District ODOT mechanic Travis Avery inspects Van Wert County’s fleet. (DHI Media/Sherry Missler)
District ODOT mechanic Travis Avery inspects Van Wert County’s fleet. (DHI Media/Sherry Missler)

VAN WERT — Early Wednesday morning, a number of people gathered at the Van Wert County ODOT maintenance garage to participate in the annual inspection of winter equipment for the coming season. Among those on hand were a couple of new faces overseeing matters in Van Wert.

Ron Leffel is Van Wert’s transportation administrator. He comes to Van Wert from Auglaize County where he worked for 17 years. He said his job was to oversee the operation in Van Wert. He is assisted by longtime transportation manager Pat McConn and newcomer Mark Zielke.

Leffel said the biggest challenge he has experienced so far is in learning the people and how things work here.

“They do things a little differently here,” he said. “The work we do is the same, but the way we go about it is a little different.”

He said that inspection process was a prime example.

“Here, the whole district comes out," Leffle said. "Where I came from it was just the inspectors.”

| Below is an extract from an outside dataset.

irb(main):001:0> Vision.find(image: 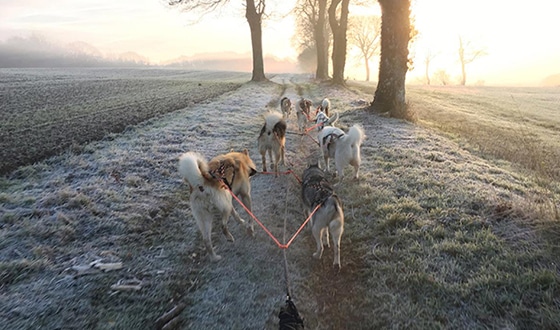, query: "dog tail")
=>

Leffel’s job as administrator at this time of year is to coordinate ODOT’s response to winter.

Last winter, ODOT District I returned 95 percent of priority highways to normal driving speed within two hours after each winter event. This coming year, traditional tools, such as rock salt, will be combined with newer chemical technology, advances in equipment and weather technology when responding to what Mother Nature throws at the county. The storage facilities have 3,777 tons of salt — enough to battle snow and ice for a typical northwest Ohio winter.

In addition to salt, personnel must be trained — in driving, operating front, belly and wing plows, and in proper salt application techniques. Employees also attend snow and ice class to review plowing techniques and safety.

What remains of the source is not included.